Viele heimische Lenker werden aufatmen. Denn die von SPÖ-Verkehrslandesrat Hans Lindenberger verordnete Tempobremse war vor allem für jene, welche beruflich viel unterwegs sind, eine Qual.

Ziel war die Schadstoffemissionen während der Wintermonate zu verringern und gleichzeitig ein positives Signal nach Brüssel zu schicken. Motto: "Tirol geht mit gutem Beispiel voran, jetzt liebe EU hilf uns bei der Eindämmung vom Transit."

Die Befürworter des Geschwindigkeitslimits werden auf jeden Fall euphorisch Bilanz ziehen. Denn die Polizei spricht von einer Reduktion der Verkehrsunfälle um 50 Prozent. Tempo 100 habe die Verkehrssicherheit positiv beeinflusst, sagt der Chef der Verkehrspolizei.

Auch die Grünen sind zutiefst davon überzeugt, dass Tempo 100 die Tiroler Luft entlastet habe. Georg Willi spricht von einer Stickstoffdio-xidreduktion bei der Messstelle Vomp von 26,3 Prozent.

Diese Fakten sind nicht zu widerlegen. Genauso wenig wie die Tatsache, dass es sich um einen der mildesten Winter in der Tiroler Geschichte handelte. Jeder Bürger weiß, dass der Strom-, Gas- bzw. Heizölverbrauch drastisch zurückging. Die Kommunen sparten beim Winterdienst im Vergleich zum Vorjahr Millionen.
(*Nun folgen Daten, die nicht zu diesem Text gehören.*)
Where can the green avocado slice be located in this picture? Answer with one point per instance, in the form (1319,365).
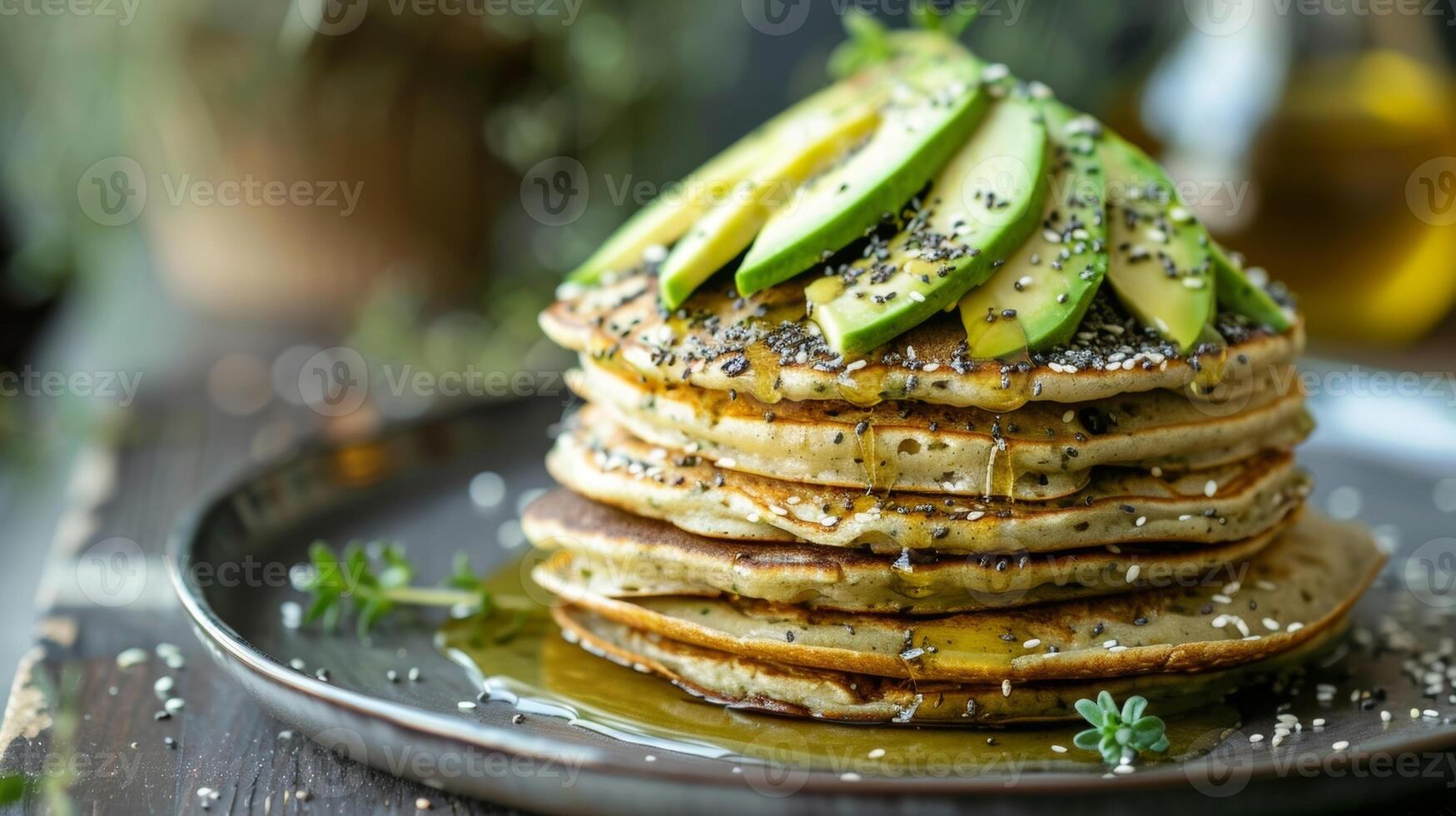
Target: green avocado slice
(731,226)
(668,217)
(980,209)
(1160,264)
(933,108)
(1037,301)
(1240,295)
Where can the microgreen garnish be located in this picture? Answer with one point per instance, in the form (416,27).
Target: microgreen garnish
(370,583)
(871,42)
(1120,736)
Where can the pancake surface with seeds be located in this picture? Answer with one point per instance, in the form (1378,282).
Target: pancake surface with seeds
(1038,452)
(763,346)
(616,554)
(1300,585)
(597,460)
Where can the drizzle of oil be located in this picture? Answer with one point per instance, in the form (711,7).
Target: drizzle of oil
(1210,365)
(540,674)
(1018,386)
(763,373)
(1001,471)
(861,390)
(868,454)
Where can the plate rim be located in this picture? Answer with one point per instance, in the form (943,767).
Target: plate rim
(478,734)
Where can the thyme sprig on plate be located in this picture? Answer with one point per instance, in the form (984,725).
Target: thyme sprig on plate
(369,583)
(1120,734)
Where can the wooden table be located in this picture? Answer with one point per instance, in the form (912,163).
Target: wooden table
(81,729)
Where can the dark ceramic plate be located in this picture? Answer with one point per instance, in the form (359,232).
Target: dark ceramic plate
(1388,460)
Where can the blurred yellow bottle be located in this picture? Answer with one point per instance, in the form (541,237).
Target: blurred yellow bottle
(1356,177)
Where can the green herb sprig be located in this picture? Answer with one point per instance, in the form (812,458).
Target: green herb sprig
(871,42)
(370,583)
(1120,736)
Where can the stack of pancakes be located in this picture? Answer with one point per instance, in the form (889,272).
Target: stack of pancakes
(925,538)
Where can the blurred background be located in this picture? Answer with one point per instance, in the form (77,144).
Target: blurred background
(201,202)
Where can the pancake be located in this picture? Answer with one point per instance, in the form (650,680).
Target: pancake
(597,460)
(1299,586)
(618,554)
(763,685)
(1043,450)
(765,346)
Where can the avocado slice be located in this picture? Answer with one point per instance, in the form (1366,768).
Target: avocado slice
(1240,295)
(933,108)
(980,209)
(1160,262)
(666,219)
(731,226)
(1038,297)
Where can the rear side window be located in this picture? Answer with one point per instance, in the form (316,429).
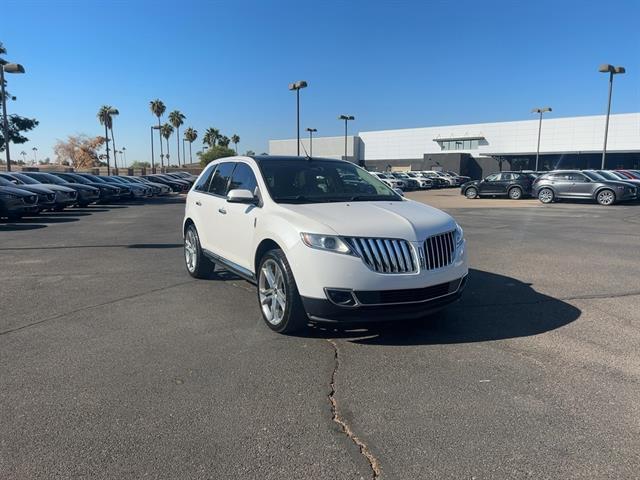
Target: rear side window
(243,178)
(203,183)
(220,179)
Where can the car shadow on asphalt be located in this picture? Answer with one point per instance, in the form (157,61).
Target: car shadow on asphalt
(493,307)
(17,227)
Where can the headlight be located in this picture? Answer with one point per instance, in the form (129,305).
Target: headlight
(459,235)
(326,242)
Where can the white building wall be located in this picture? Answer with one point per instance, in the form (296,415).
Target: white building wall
(571,134)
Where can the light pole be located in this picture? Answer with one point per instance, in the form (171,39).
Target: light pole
(311,132)
(7,68)
(297,86)
(539,111)
(611,70)
(153,162)
(346,119)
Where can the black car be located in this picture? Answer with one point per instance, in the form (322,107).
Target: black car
(107,192)
(514,185)
(65,197)
(175,185)
(15,203)
(125,191)
(46,196)
(86,194)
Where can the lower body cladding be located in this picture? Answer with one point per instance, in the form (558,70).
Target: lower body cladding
(341,288)
(346,306)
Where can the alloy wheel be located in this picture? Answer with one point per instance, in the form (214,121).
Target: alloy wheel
(545,195)
(606,197)
(272,292)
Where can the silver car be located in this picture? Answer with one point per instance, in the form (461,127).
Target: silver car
(577,184)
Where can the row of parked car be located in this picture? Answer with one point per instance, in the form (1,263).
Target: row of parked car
(29,193)
(421,180)
(605,187)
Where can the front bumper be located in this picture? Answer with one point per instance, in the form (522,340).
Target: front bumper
(421,302)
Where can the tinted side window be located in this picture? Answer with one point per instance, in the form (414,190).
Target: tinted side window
(220,179)
(243,178)
(203,183)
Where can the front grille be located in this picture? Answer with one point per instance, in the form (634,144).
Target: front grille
(439,250)
(384,255)
(374,297)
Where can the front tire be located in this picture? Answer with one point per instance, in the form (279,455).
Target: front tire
(606,197)
(471,192)
(198,265)
(278,297)
(515,193)
(546,195)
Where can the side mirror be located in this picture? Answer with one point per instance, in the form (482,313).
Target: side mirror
(241,196)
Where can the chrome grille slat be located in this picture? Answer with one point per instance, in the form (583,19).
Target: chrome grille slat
(439,250)
(386,255)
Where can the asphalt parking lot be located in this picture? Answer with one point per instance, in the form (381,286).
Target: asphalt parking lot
(114,363)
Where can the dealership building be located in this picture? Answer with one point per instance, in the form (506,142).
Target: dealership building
(478,149)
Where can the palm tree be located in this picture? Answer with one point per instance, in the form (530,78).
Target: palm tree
(190,134)
(166,130)
(157,108)
(224,141)
(235,139)
(177,118)
(105,117)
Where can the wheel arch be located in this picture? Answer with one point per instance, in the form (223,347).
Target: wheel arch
(604,187)
(263,247)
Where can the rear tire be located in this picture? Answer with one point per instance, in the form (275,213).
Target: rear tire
(606,197)
(545,195)
(278,297)
(198,265)
(515,193)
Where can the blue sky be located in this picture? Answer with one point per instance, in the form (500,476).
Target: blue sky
(392,64)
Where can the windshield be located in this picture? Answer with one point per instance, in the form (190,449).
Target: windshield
(593,176)
(317,181)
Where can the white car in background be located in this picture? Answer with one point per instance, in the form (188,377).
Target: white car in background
(390,180)
(319,248)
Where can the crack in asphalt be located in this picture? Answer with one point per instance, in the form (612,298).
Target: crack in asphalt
(344,426)
(95,305)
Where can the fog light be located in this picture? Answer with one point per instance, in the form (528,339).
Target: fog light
(343,298)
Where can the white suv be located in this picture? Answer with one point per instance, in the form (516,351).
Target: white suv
(324,240)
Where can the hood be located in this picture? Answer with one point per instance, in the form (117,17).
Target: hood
(35,188)
(57,188)
(16,191)
(406,219)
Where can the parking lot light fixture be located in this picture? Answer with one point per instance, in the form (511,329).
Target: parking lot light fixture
(311,132)
(153,163)
(346,119)
(7,68)
(611,70)
(297,86)
(540,111)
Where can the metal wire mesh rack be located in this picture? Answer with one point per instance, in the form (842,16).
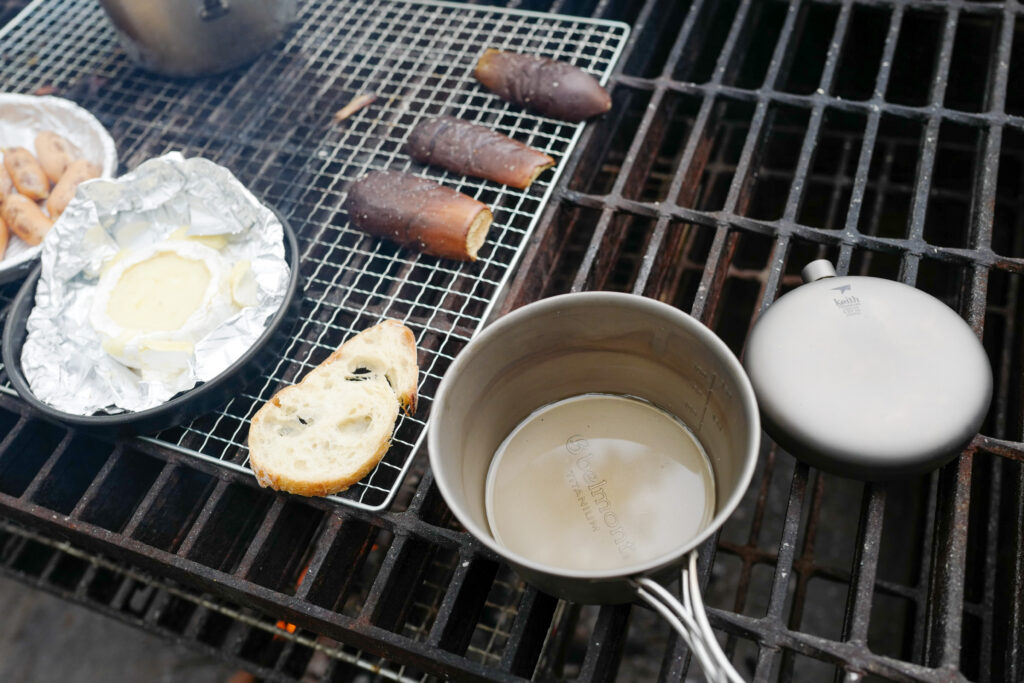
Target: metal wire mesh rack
(747,138)
(270,124)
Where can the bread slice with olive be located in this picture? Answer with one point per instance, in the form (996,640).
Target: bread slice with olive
(327,432)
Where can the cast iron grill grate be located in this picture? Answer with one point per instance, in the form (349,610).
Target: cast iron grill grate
(270,124)
(748,137)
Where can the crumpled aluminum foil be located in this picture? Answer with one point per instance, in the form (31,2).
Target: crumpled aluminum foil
(62,357)
(23,117)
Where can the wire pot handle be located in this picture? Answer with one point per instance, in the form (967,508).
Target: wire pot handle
(690,621)
(212,9)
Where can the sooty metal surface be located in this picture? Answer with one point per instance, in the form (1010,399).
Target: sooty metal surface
(748,137)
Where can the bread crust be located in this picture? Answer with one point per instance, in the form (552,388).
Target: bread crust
(469,148)
(418,213)
(387,353)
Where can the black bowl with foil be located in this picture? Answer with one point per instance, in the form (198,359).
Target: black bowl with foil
(181,408)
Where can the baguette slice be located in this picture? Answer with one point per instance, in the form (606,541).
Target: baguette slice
(330,430)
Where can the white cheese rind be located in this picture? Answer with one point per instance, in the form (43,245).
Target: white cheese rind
(164,355)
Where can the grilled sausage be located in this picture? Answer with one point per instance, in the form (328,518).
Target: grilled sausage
(25,218)
(4,237)
(62,193)
(55,154)
(553,88)
(26,173)
(6,184)
(472,150)
(419,213)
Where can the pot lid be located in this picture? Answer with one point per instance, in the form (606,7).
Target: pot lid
(866,377)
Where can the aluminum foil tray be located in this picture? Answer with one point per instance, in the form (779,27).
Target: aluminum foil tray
(270,123)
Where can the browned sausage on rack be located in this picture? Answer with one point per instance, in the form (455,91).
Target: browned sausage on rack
(469,148)
(418,213)
(553,88)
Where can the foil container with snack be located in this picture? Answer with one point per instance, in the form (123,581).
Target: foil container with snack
(23,119)
(150,285)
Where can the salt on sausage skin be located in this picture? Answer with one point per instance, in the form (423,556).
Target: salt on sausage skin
(418,213)
(26,173)
(473,150)
(25,218)
(6,184)
(55,154)
(62,193)
(553,88)
(4,236)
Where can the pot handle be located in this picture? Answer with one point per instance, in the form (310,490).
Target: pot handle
(212,9)
(689,621)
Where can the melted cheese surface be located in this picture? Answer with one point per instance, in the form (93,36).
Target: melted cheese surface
(159,294)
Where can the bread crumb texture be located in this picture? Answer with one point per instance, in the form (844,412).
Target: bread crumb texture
(330,430)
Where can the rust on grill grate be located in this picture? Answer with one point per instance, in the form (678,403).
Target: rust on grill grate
(747,138)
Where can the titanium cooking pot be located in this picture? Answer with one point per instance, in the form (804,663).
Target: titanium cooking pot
(586,343)
(198,37)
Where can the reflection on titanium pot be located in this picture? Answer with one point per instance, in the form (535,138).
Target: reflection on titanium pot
(198,37)
(594,423)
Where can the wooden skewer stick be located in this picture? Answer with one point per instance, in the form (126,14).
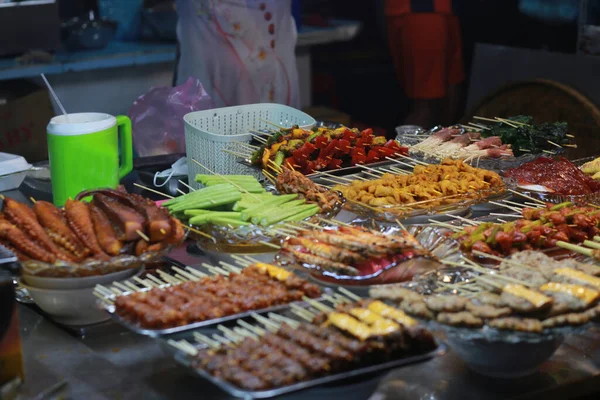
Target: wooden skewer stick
(445,225)
(241,189)
(186,274)
(282,319)
(401,163)
(593,245)
(317,305)
(274,246)
(103,298)
(273,124)
(527,197)
(468,221)
(515,209)
(240,260)
(296,307)
(230,267)
(504,260)
(400,225)
(245,333)
(229,333)
(145,282)
(506,215)
(554,144)
(206,235)
(486,119)
(349,294)
(302,315)
(182,347)
(243,144)
(252,328)
(266,322)
(508,122)
(153,191)
(259,138)
(200,338)
(237,153)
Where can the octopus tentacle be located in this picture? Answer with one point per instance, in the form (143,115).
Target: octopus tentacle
(80,221)
(127,219)
(19,240)
(107,237)
(56,227)
(24,217)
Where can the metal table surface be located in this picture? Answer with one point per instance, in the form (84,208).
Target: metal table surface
(109,362)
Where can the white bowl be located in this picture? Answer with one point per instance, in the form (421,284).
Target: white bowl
(69,307)
(75,307)
(500,359)
(43,282)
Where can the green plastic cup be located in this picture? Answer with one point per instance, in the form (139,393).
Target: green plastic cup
(83,150)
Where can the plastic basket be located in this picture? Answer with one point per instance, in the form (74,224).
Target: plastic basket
(208,132)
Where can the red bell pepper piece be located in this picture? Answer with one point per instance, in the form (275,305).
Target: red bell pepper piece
(291,161)
(321,142)
(358,159)
(334,163)
(307,149)
(349,135)
(344,146)
(373,156)
(367,136)
(299,158)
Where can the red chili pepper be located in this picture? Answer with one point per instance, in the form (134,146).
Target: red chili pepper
(299,158)
(307,149)
(358,159)
(373,156)
(343,146)
(349,135)
(291,161)
(367,136)
(334,163)
(385,152)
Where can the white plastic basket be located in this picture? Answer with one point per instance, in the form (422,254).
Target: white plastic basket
(208,132)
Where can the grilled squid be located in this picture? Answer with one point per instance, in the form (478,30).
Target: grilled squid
(57,228)
(15,237)
(80,220)
(107,237)
(24,217)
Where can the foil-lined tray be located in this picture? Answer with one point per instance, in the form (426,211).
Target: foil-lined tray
(393,273)
(106,303)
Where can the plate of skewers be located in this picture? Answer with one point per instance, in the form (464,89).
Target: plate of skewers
(345,337)
(503,322)
(492,143)
(235,214)
(428,192)
(335,253)
(113,232)
(339,150)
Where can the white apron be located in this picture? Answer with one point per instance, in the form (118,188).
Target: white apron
(241,50)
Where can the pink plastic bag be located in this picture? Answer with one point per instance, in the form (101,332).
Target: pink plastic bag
(157,117)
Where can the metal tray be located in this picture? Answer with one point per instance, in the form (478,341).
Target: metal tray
(582,199)
(337,172)
(264,394)
(111,310)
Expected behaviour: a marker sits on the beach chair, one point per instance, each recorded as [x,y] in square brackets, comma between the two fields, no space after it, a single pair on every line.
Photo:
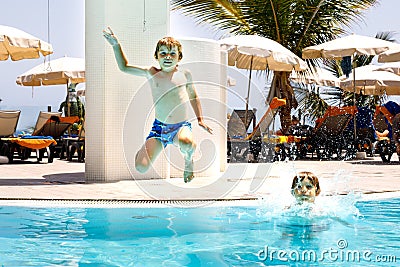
[56,127]
[22,146]
[8,122]
[328,139]
[48,130]
[8,125]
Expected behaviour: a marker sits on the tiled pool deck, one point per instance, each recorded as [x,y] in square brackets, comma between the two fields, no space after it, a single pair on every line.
[66,180]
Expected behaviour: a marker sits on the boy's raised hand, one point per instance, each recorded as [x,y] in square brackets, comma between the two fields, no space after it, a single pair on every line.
[109,36]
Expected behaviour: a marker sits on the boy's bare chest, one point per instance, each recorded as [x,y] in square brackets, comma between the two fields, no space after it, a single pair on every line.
[168,83]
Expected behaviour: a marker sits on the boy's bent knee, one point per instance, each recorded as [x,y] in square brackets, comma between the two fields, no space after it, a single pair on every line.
[142,168]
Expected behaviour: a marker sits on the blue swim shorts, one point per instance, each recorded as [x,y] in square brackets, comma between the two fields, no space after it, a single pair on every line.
[166,132]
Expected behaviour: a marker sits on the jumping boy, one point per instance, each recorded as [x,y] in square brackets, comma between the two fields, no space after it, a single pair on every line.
[170,87]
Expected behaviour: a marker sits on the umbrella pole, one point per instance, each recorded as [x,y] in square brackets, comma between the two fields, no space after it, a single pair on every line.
[67,103]
[248,93]
[354,96]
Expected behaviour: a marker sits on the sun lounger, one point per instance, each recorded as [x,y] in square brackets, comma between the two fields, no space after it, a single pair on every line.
[48,130]
[8,125]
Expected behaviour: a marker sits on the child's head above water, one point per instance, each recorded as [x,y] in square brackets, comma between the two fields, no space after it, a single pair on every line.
[169,42]
[305,187]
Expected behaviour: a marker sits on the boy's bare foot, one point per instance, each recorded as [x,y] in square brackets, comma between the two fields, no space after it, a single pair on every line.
[188,173]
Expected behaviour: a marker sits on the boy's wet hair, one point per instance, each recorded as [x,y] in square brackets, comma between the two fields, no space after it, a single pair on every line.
[168,42]
[309,175]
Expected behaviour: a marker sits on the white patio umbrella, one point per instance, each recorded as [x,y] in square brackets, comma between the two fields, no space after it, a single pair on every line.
[17,45]
[372,82]
[65,70]
[254,52]
[350,45]
[391,55]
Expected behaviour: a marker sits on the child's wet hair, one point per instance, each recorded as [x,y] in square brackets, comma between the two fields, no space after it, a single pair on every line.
[309,175]
[168,42]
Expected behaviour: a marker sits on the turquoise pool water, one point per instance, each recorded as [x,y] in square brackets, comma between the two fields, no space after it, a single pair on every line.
[362,234]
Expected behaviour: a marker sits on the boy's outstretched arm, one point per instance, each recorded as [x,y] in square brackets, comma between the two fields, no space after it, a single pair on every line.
[120,56]
[195,102]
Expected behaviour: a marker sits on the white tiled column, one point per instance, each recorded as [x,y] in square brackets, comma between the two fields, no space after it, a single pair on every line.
[110,92]
[119,111]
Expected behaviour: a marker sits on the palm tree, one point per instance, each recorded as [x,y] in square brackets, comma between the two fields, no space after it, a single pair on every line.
[295,24]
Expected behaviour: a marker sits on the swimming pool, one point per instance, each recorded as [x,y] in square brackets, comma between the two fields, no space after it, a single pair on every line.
[360,234]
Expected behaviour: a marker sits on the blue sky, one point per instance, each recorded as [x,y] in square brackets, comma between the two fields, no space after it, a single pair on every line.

Und hielten die Luft sauberer.

Somit gab es kaum Tage, wo Tirol von einer dicken Dunstglocke verhüllt wurde. Eine ehrliche Bilanz von Tempo 100 ist dadurch nicht möglich. Das betrifft nicht nur die Luftwerte, sondern auch die Zahl der Verkehrsunfälle. Denn dass bei Schneefahrbahn die Unfallgefahr ungleich höher ist, wissen nicht nur Verkehrsexperten.

Ab Herbst wird Tempo 100 mittels elektronischer Anzeige nur noch dann verhängt, wenn die Luft wirklich belastet wird. Gut so, denn willkürliche Verbote bringen nichts.